Loss and reward plots generated from those rows:
![Qwen2.5 GRPO loss curve](assets/loss_curve.png)
![Qwen2.5 GRPO reward curve](assets/reward_curve.png)
Additional rollout-health plot:
![Qwen2.5 GRPO completion length health](assets/qwen25_grpo_phase1_100_completion_lengths.png)
The completion-length plot is included because one-token rollout collapse was
the main failure mode in earlier GRPO attempts. In this successful run,
completion lengths stayed well above the smoke threshold throughout training.
## Evaluation
### Holdout
Holdout seeds:
```text
100, 200, 300, 400, 500
```
Best GRPO holdout results:
| Metric | Value |
|---|---:|
| Valid completions | 5/5 |
| Mean holdout regret | `+0.1058` |
| Beats baseline | 5/5 |
| Previous v6 SFT mean regret bar | `+0.034` |
Per-seed holdout:
| Seed | Shock | Regret |
|---:|---|---:|
| 100 | `hard_rare_earth_rotation` | `+0.0755` |
| 200 | `easy_tech_earnings` | `+0.1210` |
| 300 | `easy_tech_earnings` | `+0.1442` |
| 400 | `hard_deflation_pulse` | `+0.1527` |
| 500 | `ambig_ai_efficiency` | `+0.0358` |
### Manual Macro Eval
Eval set:
```text
evals/macro_eval_10.jsonl
```
Report:
```text
evals/macro_eval_10_grpo_report.json
```
Summary:
- GRPO adapter: 10/10 valid JSON actions;
- GRPO adapter: 10/10 closed `<think>`;
- base model: 9/10 valid JSON actions;
- GRPO was stronger on rare-earth export controls, global deflation pulse, and
yen carry unwind.
Known weaknesses:
- `q02_oil_chokepoint_inflation`: the model understood the inflation regime
and hedged, but underweighted OIL despite the direct supply shock.

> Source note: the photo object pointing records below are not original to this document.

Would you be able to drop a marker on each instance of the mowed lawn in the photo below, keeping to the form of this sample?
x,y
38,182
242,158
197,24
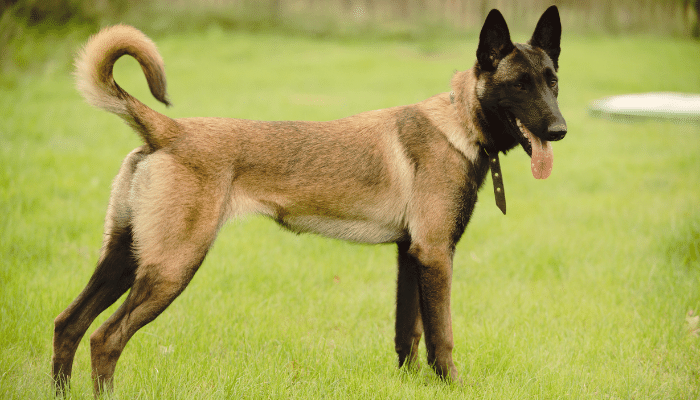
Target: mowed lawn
x,y
588,289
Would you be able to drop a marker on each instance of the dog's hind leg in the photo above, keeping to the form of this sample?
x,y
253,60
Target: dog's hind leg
x,y
409,326
113,275
176,218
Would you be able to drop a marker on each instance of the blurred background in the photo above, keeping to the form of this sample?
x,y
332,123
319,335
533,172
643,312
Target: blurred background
x,y
22,20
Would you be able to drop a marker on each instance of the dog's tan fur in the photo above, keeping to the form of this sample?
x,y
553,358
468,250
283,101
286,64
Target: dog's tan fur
x,y
407,175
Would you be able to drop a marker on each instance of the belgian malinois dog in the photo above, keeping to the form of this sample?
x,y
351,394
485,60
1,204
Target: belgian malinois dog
x,y
407,175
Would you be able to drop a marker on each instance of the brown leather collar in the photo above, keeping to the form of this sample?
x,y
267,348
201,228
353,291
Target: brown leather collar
x,y
496,175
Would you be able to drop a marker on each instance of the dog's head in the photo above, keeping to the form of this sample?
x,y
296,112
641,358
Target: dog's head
x,y
517,87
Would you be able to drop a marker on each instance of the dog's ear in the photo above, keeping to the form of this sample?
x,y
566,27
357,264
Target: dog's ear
x,y
547,34
494,41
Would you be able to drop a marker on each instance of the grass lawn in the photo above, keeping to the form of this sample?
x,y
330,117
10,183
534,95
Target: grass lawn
x,y
582,291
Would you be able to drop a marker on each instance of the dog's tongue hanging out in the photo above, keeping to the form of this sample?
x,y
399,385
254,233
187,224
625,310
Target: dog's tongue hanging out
x,y
542,156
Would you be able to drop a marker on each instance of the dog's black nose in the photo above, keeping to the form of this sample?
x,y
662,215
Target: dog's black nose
x,y
556,132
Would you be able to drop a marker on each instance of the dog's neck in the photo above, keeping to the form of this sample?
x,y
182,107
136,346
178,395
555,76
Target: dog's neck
x,y
475,122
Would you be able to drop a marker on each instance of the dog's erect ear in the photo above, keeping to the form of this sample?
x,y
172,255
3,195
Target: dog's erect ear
x,y
494,41
547,34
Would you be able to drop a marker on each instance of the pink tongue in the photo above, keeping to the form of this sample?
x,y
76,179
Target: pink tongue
x,y
542,155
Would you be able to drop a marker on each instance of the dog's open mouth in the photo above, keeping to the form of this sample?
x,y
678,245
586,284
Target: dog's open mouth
x,y
540,151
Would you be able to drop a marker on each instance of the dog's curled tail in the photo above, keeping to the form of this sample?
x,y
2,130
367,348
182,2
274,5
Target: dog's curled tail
x,y
95,82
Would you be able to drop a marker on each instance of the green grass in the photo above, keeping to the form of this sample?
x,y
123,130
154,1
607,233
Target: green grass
x,y
581,291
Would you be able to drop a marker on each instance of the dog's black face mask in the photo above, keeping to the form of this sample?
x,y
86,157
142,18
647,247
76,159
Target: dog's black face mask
x,y
518,88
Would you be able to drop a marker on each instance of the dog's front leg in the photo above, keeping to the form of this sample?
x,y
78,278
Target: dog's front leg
x,y
409,326
434,262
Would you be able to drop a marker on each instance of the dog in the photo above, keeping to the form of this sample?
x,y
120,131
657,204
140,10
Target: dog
x,y
407,175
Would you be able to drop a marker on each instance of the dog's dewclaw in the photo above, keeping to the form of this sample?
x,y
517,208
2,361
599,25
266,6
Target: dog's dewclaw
x,y
542,155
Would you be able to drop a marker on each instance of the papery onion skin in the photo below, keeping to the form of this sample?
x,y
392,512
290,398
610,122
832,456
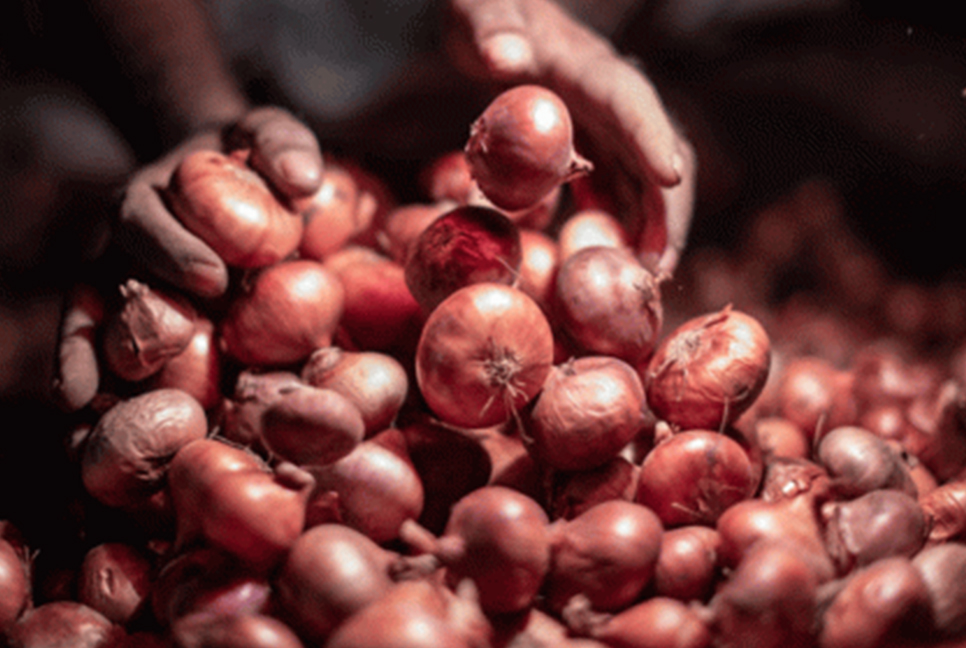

- `q04_ai_efficiency_paradox`: the model correctly liked TECH and cut
REAL_ESTATE, but gave GREEN too much weight despite lower data-center power
demand expectations.
These are targeted follow-up items, not hidden failures.
## Comparison With Qwen3 Base Branch
We also tested an isolated Qwen3-4B-Base branch:
```text
77ethers/CarbonAlpha/grpo_qwen3_4b_base_smoke_v2
```
Result:
- smoke gate passed mechanically;
- no one-token collapse;
- completions were too long, often near the 400-token cap;
- holdout: 4/5 valid;
- mean holdout regret: `-0.0229`;
- did not beat the Qwen2.5 GRPO model.
Conclusion: Qwen3 Base is a viable research branch, but the current production
candidate remains Qwen2.5-7B SFT plus GRPO.
## Limitations
- The GRPO run is Phase 1 only, so it is strongest on easy-shock simulator
reward optimization.
- The model still has known second-order reasoning weaknesses in specific
macro setups.
- The reward environment is synthetic and should be interpreted as a benchmark,
not a market simulator.
- The model is private on Hugging Face and requires `HF_API_TOKEN` for loading.
## Reproducibility
Final notebook:
```text
notebooks/carbonalpha_final_pipeline.ipynb
```
Colab link:
```text
https://colab.research.google.com/github/capabl-machines/gridops/blob/round-2/notebooks/carbonalpha_final_pipeline.ipynb
```
The notebook verifies artifacts, loads metrics from Hugging Face, runs an
environment smoke test, shows the manual eval set, and includes opt-in cells
to relaunch the exact HF Jobs training runs.